Not all market makers participate in an IPO, but the more market makers that do results in better stability and less volatility expressed in an issue.
Now let’s take this same scenario and apply it to the new ICO market, which is predominantly offered on the Ethereum platform. Much has been discussed about what an ICO (Initial Coin Offering) is, so I will not bore you with those details. What I want to address is the lack of liquidity in the ICO market.
This issue will haunt the Ethereum ICO market for some time until certain conditions appear that will support a liquid market on Ethereum. Without liquidity, the ICO market is basically a pump and dump scheme.
I am not suggesting that the ICOs are all like junk/penny stocks, but I will suggest that without enough liquidity, what we will see is great participation by buyers with no support from market makers and no buyers for cryptocoins that the ICO company wants to convert into flat cash.
Liquidity begets liquidity is one of the truths of this market. When one cryptocurrency draws good demand, more players come into the market and liquidity increases. The problem with the current ICO market is that there are too many currencies.
I recently read that there are more than one thousand cryptocurrencies. That would equal about one quarter of all the stocks in the U.S. It creates a sizable amount of issues and therefore provides even more incentive to create liquidity.
But as with stocks, they’re not all liquid, and the ones that are draw more participants. This is similar to real competition; Amazon has more liquidity than Blue Apron, for example, so liquidity, especially in Amazon’s particular market, could be a considerable competitive advantage.

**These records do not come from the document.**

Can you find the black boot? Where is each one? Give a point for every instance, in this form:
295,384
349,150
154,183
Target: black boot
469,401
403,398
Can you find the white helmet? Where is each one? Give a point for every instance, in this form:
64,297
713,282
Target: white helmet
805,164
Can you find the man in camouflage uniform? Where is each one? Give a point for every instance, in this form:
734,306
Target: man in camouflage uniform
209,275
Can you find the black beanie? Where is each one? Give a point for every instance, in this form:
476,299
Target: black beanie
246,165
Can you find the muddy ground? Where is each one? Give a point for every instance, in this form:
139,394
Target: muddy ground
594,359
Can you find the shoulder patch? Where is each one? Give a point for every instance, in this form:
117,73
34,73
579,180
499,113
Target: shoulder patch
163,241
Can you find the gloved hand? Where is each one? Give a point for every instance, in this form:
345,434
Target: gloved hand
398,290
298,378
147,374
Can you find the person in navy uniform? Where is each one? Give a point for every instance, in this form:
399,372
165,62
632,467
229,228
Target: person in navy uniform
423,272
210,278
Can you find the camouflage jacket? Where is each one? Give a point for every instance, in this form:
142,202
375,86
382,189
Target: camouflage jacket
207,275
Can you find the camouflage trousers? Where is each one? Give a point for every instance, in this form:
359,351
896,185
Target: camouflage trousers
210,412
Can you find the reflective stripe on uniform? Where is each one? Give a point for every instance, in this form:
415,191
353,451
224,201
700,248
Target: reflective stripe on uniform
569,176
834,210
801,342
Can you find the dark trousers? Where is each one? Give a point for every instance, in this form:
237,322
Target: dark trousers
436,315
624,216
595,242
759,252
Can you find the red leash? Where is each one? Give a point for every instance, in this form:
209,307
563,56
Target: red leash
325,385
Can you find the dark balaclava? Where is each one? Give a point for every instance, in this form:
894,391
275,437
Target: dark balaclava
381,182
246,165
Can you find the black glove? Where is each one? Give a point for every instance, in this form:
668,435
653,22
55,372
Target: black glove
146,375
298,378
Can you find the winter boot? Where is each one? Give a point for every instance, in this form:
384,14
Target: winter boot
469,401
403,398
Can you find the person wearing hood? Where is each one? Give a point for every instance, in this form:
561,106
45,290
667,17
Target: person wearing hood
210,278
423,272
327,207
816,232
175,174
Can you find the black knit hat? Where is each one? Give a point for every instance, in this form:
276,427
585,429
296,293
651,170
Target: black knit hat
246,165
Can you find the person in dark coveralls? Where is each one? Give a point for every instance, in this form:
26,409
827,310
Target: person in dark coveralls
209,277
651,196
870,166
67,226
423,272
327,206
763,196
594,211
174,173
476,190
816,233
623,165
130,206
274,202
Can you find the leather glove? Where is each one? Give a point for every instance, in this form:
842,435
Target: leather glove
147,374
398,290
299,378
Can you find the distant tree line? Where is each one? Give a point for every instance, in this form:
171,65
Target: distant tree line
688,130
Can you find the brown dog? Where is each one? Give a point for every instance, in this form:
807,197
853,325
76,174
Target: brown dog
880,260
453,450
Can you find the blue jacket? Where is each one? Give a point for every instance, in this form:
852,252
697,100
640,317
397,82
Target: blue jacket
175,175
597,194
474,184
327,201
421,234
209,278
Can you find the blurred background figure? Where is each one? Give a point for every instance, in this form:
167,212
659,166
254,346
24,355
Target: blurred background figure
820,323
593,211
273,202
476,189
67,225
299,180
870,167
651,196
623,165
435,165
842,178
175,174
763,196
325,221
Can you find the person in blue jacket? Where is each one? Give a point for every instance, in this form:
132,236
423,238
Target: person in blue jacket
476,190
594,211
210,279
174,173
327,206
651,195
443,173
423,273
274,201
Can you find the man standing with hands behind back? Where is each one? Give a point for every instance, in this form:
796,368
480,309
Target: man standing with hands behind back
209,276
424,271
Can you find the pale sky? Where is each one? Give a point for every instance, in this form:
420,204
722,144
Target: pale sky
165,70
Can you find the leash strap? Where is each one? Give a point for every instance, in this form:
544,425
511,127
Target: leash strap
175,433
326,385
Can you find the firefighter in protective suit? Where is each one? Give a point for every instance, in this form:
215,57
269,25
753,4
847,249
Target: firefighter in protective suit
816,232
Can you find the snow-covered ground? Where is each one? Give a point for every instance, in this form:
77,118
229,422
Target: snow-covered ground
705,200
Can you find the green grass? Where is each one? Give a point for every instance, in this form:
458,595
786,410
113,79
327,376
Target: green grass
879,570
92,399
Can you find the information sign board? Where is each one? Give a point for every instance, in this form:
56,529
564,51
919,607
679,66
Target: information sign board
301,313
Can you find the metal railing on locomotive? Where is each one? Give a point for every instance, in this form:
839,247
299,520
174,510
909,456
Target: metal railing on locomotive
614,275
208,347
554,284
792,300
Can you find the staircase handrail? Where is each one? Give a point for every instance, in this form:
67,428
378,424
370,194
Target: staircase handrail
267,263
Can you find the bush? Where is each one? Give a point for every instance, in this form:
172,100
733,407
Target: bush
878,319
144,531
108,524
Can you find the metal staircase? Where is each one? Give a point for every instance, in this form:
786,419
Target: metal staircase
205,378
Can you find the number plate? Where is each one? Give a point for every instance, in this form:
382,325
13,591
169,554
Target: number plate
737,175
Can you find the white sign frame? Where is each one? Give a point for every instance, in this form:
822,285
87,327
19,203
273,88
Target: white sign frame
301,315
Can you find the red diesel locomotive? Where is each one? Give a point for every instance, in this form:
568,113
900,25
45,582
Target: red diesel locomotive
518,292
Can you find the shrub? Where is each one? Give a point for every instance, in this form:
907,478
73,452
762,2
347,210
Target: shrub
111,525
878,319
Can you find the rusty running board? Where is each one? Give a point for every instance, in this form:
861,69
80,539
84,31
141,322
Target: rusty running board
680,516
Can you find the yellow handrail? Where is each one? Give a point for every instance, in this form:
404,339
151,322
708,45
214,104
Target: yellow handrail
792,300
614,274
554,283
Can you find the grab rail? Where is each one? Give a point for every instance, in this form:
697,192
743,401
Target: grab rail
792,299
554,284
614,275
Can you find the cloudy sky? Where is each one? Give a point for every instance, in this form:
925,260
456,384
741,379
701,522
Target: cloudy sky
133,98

Let’s figure out what will make the ICO market more liquid. Regulations are the top factor. Given the Ethereum platform and its unregulated ICOs, big players would never participate. Setting up the global framework for a regulated process to issue ICOs would be a big reason for liquidity.
Regulation would also bring legitimate market makers to the ICO market, and rules will need to be created for these participants. Although it may not be very good-natured in terms of competition, the global market for ICOs needs to consolidate around a small number of exchanges.
Folks, although it represents the distributed and non-governed process, Ethereum is not conducive to the creation of a liquid market. In order to hedge the ICO exposure, a derivatives market should be created for it.
I am sure regulation, market makers and the derivative markets were not initially in the minds of Ethereum creator Vitalik Buterin. But if this market wants to have longevity, it needs liquidity.